The structure and electrical-magnetic transport properties of ( La 0.7 Ca 0.3 MnO 3)1-x/( Bi 2 O 3)x has been investigated systematically by conventional solid-state reaction method. The composite samples were obtained by pure La 0.7 Ca 0.3 MnO 3 (LCMO) and Bi 2 O 3 powders and sintered at different temperature (Ts) 800°C and 1300°C for 2 h.

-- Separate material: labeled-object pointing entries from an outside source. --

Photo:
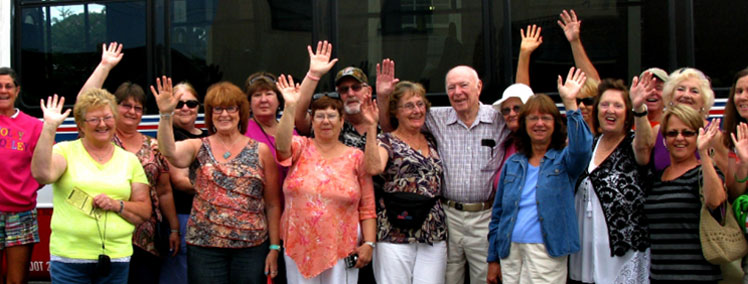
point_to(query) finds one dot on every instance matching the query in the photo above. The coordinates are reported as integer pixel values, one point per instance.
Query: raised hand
(386, 77)
(640, 89)
(319, 61)
(52, 109)
(111, 56)
(165, 98)
(574, 82)
(741, 142)
(570, 24)
(707, 135)
(289, 90)
(530, 40)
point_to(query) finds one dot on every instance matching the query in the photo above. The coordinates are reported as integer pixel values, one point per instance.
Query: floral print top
(408, 170)
(325, 201)
(228, 210)
(154, 165)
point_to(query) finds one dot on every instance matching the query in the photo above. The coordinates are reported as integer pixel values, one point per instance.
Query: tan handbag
(720, 243)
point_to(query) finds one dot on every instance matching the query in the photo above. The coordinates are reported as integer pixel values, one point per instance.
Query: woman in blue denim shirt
(533, 225)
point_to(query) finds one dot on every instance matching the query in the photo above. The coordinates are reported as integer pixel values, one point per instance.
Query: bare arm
(110, 57)
(284, 134)
(529, 43)
(644, 139)
(47, 167)
(714, 193)
(571, 26)
(319, 65)
(386, 82)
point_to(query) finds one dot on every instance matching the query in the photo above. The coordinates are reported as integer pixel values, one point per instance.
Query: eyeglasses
(412, 106)
(190, 104)
(320, 116)
(332, 95)
(229, 109)
(685, 133)
(262, 77)
(354, 87)
(97, 120)
(587, 101)
(127, 107)
(508, 110)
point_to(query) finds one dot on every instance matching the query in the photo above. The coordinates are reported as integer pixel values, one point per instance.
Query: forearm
(284, 134)
(714, 193)
(582, 61)
(42, 168)
(523, 68)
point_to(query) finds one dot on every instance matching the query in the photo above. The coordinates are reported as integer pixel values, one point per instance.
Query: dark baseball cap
(352, 72)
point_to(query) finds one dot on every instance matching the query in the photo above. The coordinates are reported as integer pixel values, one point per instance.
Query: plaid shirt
(471, 155)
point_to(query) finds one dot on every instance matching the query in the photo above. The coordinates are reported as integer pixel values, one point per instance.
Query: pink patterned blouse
(325, 201)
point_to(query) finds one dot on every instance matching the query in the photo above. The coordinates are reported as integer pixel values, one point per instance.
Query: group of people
(516, 192)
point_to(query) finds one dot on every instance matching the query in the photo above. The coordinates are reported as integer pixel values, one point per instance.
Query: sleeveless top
(228, 210)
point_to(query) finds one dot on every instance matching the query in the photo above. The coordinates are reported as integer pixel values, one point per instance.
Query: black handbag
(407, 210)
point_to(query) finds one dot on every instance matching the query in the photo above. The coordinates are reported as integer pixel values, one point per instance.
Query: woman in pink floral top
(328, 196)
(232, 233)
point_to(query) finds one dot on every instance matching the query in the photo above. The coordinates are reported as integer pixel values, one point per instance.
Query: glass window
(61, 46)
(215, 40)
(426, 38)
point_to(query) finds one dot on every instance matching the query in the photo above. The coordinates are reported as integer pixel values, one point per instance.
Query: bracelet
(739, 179)
(312, 77)
(121, 207)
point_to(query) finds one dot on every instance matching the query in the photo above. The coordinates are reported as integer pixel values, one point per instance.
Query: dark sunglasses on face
(685, 133)
(587, 101)
(332, 95)
(354, 87)
(508, 110)
(190, 104)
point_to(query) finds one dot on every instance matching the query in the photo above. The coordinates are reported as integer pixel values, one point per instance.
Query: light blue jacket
(558, 174)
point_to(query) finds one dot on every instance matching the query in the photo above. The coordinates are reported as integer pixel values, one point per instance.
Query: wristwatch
(640, 114)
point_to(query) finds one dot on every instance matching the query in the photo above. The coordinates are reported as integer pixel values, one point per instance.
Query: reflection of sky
(56, 12)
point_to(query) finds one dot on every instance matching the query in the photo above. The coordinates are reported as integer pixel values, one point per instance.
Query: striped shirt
(673, 208)
(471, 154)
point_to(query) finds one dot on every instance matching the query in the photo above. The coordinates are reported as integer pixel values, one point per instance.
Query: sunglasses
(587, 101)
(354, 87)
(685, 133)
(508, 110)
(332, 95)
(190, 104)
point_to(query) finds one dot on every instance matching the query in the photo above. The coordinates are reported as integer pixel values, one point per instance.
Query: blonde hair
(91, 99)
(682, 74)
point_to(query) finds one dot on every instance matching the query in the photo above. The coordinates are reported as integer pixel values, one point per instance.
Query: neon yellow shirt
(75, 233)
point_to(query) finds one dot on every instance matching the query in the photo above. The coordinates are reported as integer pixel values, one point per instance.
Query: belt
(469, 207)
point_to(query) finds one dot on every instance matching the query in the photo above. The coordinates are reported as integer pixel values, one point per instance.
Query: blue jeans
(84, 273)
(227, 265)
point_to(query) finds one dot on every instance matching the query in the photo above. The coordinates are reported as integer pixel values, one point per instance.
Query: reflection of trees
(71, 31)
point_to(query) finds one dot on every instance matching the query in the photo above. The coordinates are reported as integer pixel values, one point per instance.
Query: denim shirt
(559, 171)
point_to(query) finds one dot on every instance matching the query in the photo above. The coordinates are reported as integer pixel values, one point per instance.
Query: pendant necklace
(227, 154)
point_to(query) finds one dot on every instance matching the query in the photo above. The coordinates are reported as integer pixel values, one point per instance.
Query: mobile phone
(350, 261)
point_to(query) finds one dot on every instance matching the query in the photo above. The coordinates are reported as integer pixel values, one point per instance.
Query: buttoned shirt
(471, 154)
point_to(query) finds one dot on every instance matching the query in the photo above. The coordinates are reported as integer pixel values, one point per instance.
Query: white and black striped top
(672, 209)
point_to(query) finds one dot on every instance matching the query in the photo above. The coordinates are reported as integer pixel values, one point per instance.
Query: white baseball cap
(517, 90)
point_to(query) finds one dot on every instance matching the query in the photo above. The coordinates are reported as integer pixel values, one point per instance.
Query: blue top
(527, 228)
(559, 170)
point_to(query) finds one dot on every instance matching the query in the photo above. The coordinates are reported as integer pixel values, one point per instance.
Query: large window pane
(425, 37)
(61, 45)
(215, 40)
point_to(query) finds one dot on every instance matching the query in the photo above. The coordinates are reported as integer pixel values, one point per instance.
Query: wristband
(121, 207)
(739, 180)
(312, 77)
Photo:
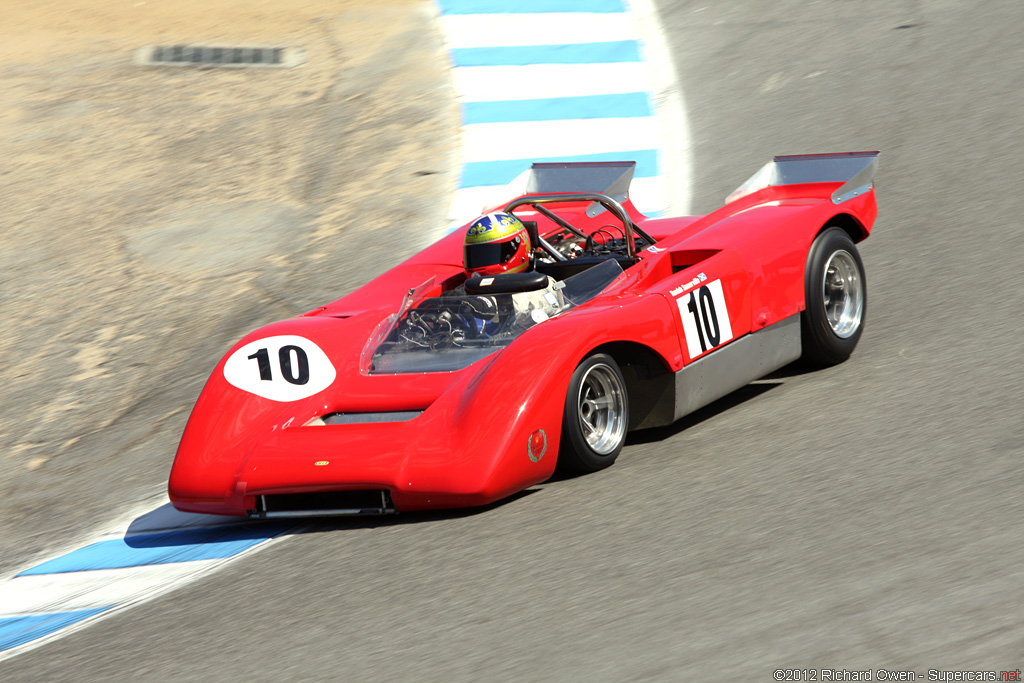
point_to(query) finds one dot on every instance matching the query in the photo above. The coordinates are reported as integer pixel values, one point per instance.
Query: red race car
(536, 338)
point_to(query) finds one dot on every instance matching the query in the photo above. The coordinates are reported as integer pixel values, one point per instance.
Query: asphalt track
(866, 516)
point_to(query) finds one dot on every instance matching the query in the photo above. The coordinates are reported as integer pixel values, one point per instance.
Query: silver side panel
(735, 365)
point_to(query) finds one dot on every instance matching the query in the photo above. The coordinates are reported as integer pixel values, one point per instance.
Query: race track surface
(861, 517)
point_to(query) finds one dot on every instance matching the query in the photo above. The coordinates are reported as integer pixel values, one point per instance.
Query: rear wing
(854, 169)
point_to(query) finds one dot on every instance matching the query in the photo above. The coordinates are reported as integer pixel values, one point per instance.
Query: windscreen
(451, 332)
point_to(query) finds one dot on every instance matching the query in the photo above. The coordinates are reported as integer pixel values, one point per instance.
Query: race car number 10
(706, 318)
(284, 368)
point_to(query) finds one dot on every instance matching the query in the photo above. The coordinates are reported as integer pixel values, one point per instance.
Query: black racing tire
(596, 417)
(836, 293)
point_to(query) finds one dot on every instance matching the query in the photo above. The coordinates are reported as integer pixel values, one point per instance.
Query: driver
(496, 244)
(499, 244)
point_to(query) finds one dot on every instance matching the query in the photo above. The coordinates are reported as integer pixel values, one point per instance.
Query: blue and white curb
(564, 80)
(157, 552)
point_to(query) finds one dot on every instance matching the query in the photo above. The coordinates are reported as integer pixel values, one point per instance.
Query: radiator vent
(324, 504)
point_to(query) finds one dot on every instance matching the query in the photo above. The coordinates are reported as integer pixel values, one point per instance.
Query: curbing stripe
(572, 53)
(546, 81)
(527, 6)
(158, 551)
(550, 29)
(16, 631)
(552, 109)
(475, 174)
(566, 137)
(171, 547)
(561, 81)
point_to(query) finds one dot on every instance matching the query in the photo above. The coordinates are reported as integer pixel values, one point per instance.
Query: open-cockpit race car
(427, 388)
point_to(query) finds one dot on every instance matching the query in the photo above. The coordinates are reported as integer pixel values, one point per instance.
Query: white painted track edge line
(209, 568)
(670, 110)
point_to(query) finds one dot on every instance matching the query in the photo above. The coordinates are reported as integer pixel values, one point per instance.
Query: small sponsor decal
(538, 445)
(686, 287)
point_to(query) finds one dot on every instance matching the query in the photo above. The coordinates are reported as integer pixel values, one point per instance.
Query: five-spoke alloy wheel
(596, 416)
(837, 299)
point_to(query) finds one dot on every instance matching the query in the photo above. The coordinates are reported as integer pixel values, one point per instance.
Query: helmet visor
(488, 253)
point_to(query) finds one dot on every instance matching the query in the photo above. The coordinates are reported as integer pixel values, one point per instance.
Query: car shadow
(165, 526)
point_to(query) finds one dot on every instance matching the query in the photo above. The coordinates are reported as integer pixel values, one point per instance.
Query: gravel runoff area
(151, 216)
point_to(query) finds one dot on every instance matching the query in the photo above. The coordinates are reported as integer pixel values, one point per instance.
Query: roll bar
(538, 202)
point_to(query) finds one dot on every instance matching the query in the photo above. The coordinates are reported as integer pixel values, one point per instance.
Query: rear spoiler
(854, 169)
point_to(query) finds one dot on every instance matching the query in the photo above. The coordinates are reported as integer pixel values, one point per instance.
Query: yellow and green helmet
(495, 244)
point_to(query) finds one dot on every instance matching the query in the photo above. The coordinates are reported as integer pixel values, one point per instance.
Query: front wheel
(836, 299)
(596, 416)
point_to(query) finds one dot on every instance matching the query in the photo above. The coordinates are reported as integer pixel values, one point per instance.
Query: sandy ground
(150, 216)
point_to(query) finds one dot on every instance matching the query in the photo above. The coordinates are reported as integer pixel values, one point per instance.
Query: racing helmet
(495, 244)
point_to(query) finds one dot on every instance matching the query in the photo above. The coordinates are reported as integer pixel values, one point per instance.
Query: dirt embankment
(150, 216)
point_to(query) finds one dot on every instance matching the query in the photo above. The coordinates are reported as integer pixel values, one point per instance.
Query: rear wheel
(596, 416)
(837, 299)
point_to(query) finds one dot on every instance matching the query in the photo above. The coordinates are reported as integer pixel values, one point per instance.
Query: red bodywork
(475, 440)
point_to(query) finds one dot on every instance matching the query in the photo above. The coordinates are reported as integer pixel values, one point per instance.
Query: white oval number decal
(285, 368)
(706, 318)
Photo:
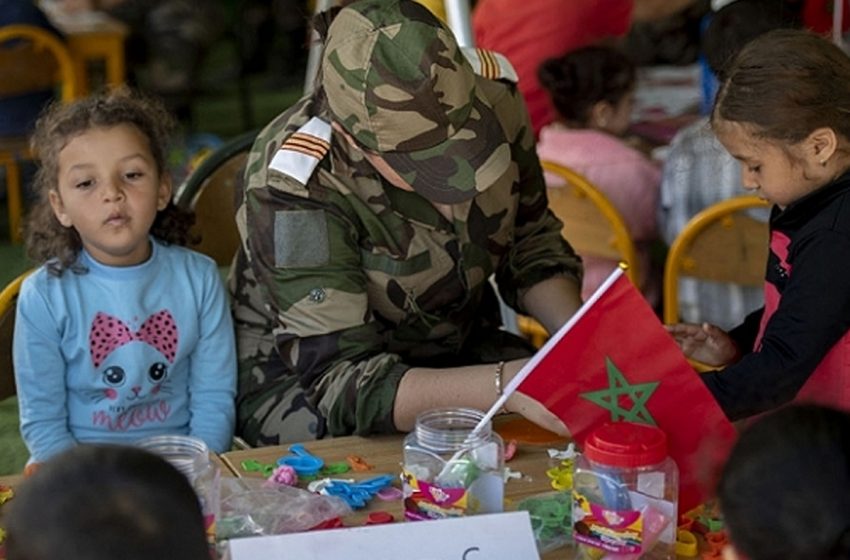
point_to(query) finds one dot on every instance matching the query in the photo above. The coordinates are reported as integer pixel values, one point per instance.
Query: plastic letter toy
(304, 463)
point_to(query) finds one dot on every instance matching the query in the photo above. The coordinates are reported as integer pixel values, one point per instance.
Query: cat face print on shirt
(133, 369)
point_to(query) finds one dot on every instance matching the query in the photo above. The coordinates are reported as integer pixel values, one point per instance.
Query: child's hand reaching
(706, 343)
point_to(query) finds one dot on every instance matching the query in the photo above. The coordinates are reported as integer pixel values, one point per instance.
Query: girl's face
(109, 190)
(779, 174)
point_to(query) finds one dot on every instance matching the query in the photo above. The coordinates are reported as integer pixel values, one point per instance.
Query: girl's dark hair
(584, 77)
(46, 238)
(785, 489)
(787, 83)
(103, 502)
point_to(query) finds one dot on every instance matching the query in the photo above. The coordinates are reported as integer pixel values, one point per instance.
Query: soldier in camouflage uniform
(374, 212)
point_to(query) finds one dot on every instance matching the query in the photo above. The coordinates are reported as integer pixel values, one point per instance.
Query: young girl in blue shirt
(120, 333)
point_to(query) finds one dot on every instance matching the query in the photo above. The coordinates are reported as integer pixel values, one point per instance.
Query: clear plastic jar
(449, 473)
(625, 494)
(191, 456)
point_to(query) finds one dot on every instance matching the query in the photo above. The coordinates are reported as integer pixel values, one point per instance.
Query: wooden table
(384, 453)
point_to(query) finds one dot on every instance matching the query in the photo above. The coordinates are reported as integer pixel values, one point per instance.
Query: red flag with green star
(615, 361)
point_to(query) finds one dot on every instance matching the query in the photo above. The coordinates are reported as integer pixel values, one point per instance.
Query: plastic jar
(448, 472)
(191, 456)
(625, 494)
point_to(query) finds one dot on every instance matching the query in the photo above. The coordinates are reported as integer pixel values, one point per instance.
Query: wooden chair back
(592, 224)
(723, 243)
(8, 304)
(32, 59)
(211, 190)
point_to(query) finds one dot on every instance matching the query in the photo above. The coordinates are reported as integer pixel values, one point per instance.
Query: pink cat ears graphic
(108, 333)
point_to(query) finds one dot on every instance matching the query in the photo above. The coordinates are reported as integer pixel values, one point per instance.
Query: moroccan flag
(614, 361)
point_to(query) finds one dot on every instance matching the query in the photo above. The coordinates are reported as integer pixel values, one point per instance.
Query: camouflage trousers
(279, 411)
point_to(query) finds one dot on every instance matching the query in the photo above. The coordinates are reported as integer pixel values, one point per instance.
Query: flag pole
(540, 354)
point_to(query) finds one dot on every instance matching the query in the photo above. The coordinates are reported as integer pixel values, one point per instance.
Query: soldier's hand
(530, 408)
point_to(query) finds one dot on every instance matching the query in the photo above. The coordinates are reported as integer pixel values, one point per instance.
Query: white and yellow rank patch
(490, 64)
(300, 153)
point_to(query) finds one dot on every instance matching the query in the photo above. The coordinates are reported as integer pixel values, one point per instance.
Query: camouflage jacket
(346, 281)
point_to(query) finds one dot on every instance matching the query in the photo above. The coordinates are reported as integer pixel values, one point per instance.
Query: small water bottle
(625, 495)
(448, 472)
(191, 456)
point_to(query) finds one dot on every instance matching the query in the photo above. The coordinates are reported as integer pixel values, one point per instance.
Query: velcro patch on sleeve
(301, 238)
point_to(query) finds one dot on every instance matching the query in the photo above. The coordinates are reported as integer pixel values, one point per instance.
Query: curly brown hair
(47, 239)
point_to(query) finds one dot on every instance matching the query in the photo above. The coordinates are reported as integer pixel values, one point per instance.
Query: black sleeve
(745, 334)
(813, 314)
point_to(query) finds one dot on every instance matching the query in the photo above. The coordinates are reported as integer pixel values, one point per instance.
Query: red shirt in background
(531, 31)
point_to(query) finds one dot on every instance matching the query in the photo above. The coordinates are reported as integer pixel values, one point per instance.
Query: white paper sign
(498, 536)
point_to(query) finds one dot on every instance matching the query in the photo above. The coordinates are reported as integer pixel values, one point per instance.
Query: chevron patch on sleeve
(299, 154)
(490, 64)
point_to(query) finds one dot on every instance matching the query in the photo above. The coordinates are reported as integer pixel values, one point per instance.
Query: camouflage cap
(397, 81)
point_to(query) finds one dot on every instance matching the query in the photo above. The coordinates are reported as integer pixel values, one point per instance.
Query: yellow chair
(210, 190)
(8, 301)
(592, 225)
(31, 59)
(723, 243)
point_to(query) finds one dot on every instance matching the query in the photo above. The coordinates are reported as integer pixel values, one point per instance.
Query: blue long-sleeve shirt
(115, 354)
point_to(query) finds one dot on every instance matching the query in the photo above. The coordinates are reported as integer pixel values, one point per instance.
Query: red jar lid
(626, 444)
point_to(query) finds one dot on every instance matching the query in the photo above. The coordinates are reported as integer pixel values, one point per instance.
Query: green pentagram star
(618, 385)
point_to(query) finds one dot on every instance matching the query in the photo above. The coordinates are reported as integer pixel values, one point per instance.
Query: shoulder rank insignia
(301, 152)
(490, 64)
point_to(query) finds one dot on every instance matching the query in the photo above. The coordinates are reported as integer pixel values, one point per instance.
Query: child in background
(120, 334)
(101, 502)
(785, 489)
(699, 172)
(592, 89)
(783, 111)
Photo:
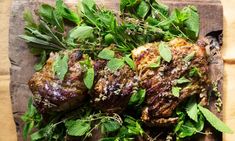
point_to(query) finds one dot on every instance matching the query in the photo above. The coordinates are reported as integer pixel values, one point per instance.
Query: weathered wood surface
(211, 19)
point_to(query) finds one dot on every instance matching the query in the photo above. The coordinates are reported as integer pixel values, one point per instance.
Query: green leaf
(182, 80)
(28, 18)
(89, 77)
(165, 51)
(176, 91)
(157, 64)
(191, 109)
(77, 128)
(137, 98)
(194, 72)
(60, 66)
(80, 33)
(106, 54)
(214, 121)
(42, 62)
(110, 126)
(189, 57)
(45, 12)
(66, 13)
(142, 9)
(192, 22)
(27, 129)
(130, 62)
(115, 64)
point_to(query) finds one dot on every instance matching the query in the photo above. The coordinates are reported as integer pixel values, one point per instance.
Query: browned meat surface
(113, 89)
(51, 93)
(158, 82)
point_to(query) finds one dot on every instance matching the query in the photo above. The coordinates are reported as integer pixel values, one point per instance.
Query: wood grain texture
(211, 18)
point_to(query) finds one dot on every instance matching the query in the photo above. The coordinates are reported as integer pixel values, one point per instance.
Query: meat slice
(158, 82)
(52, 94)
(113, 90)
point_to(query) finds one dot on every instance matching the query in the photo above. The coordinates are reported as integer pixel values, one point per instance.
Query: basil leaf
(110, 126)
(115, 64)
(80, 33)
(194, 72)
(106, 54)
(77, 128)
(214, 121)
(137, 98)
(142, 9)
(130, 62)
(89, 78)
(189, 57)
(60, 66)
(165, 52)
(42, 62)
(182, 80)
(191, 109)
(176, 91)
(157, 64)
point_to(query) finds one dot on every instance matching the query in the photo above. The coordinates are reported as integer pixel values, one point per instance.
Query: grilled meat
(51, 93)
(113, 90)
(158, 82)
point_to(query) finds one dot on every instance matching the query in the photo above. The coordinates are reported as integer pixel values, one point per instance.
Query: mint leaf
(156, 64)
(42, 62)
(130, 62)
(189, 57)
(142, 9)
(182, 80)
(176, 91)
(78, 127)
(106, 54)
(89, 78)
(137, 98)
(60, 66)
(191, 109)
(214, 121)
(80, 33)
(115, 64)
(165, 51)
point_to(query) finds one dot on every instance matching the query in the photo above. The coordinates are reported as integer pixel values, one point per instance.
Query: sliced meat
(158, 82)
(52, 94)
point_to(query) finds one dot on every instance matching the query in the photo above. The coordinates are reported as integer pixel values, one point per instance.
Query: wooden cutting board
(211, 19)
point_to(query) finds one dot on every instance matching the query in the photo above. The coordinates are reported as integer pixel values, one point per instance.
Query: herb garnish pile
(92, 29)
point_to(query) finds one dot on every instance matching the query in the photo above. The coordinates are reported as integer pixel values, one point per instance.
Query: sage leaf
(189, 57)
(214, 121)
(89, 77)
(165, 51)
(130, 62)
(176, 91)
(156, 64)
(77, 128)
(115, 64)
(60, 66)
(106, 54)
(142, 9)
(182, 80)
(137, 98)
(191, 109)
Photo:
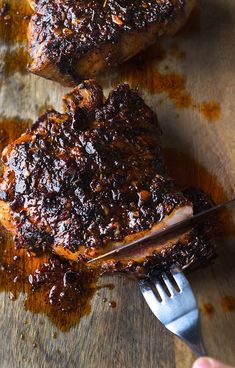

For Ts=800°C samples, the results of X-ray diffraction (XRD) and scanning electronic microscopy (SEM) indicate that Bi 2 O 3 and LCMO coexist in the composites and Bi 2 O 3 mainly segregates at the grain boundaries or grain surface of LCMO, and double peaks related to the metal-to-insulator (M–I) transition have been observed. Corresponding to the two M–I transition peaks, the curves of magnetoresistance (MR) against temperature also showed two peaks for all composites. But for Ts = 1300°C samples, Bi 3+ ions mainly enter into the lattice of LCMO to form reaction products layer La 0.7-x Bi x Ca 0.3 MnO 3, only one peak occurs around the M–I transition temperature and the MR around T P has been enhanced. The results also indicate that the added Bi 2 O 3 has an important effect on the LFMR. These phenomena can be explained by the double exchange (DE) mechanism, the grain boundary effect and the intrinsic transport properties together. And the grain surface state of the particles is a key factor influencing the magnetoresistance effects.